Les Phéniciens, ces grands navigateurs

Partis de cités-Etats sur la côte libanaise, ils ont essaimé dans tout le monde antique, fondé un empire qui a fait trembler Rome, et auraient même bouclé le premier tour des côtes de l'Afrique. Retour sur un peuple fascinant, à qui nous devons beaucoup plus que nous ne le pensons.

Un navire phénicien gravé sur la face d'un sarcophage, au 2e siècle avant JC -
 
Elie Plus/CC

Leurs villes étaient situées sur ce qui est aujourd'hui le littoral du Liban et de la Syrie. Certaines, comme Tyr et Sidon, existent encore. D'autres ont disparu, comme l'une des plus puissantes d'entre elles, Ougarit, rasée par des envahisseurs au XIIe siècle avant notre ère. Et ce peuple de marchands et de navigateurs a laissé des traces indélébiles dans notre histoire.
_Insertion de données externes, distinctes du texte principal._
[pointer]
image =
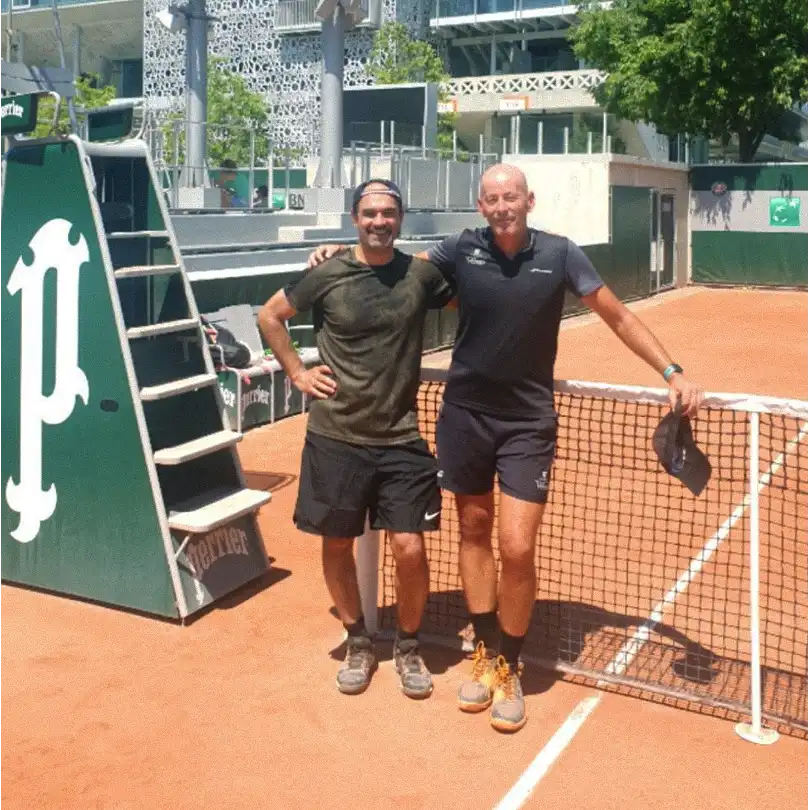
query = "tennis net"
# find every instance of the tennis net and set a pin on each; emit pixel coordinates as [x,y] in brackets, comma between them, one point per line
[641,584]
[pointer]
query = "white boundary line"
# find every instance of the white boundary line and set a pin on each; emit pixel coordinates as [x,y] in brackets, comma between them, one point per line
[522,790]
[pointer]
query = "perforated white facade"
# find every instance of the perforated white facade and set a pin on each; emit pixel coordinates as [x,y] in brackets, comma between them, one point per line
[285,68]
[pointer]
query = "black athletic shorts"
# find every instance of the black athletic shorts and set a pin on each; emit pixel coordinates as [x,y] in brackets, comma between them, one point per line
[472,447]
[341,483]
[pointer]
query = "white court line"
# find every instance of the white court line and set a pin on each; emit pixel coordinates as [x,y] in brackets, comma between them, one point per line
[520,792]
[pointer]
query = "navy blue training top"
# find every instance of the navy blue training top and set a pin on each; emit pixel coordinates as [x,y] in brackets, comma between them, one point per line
[509,319]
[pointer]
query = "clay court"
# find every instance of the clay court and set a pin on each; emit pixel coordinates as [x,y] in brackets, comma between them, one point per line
[238,708]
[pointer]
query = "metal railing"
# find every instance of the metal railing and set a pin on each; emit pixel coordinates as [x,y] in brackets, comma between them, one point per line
[551,81]
[517,8]
[429,179]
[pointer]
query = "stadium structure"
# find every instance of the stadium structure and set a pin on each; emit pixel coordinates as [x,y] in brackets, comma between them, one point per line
[510,62]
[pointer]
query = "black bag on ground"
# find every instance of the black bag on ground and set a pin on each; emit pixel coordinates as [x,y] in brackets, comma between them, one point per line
[226,350]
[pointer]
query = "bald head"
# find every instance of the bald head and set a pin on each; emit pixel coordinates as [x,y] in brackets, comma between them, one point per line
[505,201]
[503,174]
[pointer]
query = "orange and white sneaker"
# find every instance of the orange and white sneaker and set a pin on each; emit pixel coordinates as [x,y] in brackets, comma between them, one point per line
[475,693]
[508,707]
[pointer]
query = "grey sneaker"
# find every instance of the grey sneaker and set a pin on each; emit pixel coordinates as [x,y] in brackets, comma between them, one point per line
[414,677]
[355,673]
[475,693]
[508,707]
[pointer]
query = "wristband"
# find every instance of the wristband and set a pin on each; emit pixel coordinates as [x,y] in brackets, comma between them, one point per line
[672,368]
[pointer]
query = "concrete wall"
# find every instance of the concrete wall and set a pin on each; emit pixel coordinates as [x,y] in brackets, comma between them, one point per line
[571,193]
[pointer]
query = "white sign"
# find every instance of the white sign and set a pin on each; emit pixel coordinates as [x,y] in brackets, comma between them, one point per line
[514,103]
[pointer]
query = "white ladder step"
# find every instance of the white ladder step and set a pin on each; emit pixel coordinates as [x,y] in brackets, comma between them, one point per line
[175,387]
[165,328]
[197,447]
[137,234]
[205,515]
[147,270]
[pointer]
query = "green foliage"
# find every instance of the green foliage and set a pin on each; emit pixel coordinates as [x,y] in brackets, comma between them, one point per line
[715,68]
[396,58]
[86,97]
[233,109]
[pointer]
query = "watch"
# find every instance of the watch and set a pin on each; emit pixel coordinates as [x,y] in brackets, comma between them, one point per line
[672,368]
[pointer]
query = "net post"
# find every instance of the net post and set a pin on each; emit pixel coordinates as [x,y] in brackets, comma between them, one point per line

Leur nom, "phénicien", viendrait peut-être du grec "phoinix", la "pourpre" tirée du murex, dont ils étaient de grands exportateurs dans tout le monde antique. Mais il pourrait également s'agir d'une déformation grecque du mot égyptien "fenkhu", définissant les "Asiatiques", les habitants du Proche-Orient pour l'Egypte.

A partir du Xe siècle avant J.C., les Phéniciens commencent à se répandre au-delà de la Méditerranée orientale, après avoir établi des bases à Chypre. Ils créent des comptoirs sur la côte nord-africaine, jusqu'en Tunisie et en Algérie, mais aussi en Sicile, à Malte (voir article maltais), en Sardaigne, en Corse et dans le sud de l'Espagne. Peu à peu, la plus importante de ces nouvelles cités, Carthage, éclipse par son rayonnement les villes plus anciennes du Levant. Du IVe au IIe siècle avant J.C., elle devient une grande puissance qui fait trembler la république romaine sur ses fondations au cours des guerres puniques (dePoeni, Phéniciens, en latin), avant d'être détruite en 146 av. J.C.

Marins réputés pour leurs prouesses, les Phénciens étaient des navigateurs recherchés. Quand l'empire perse s'assure la mainmise sur la Phénicie au VIe siècle avant notre ère, ce sont eux qui constituent l'essentiel de sa flotte. Explorateurs, aventuriers, les Phéniciens avaient coutume de franchir les redoutables Colonnes d'Hercule (le détroit de Gibraltar) pour aller commercer jusqu'en Cornouailles, en quête d'étain.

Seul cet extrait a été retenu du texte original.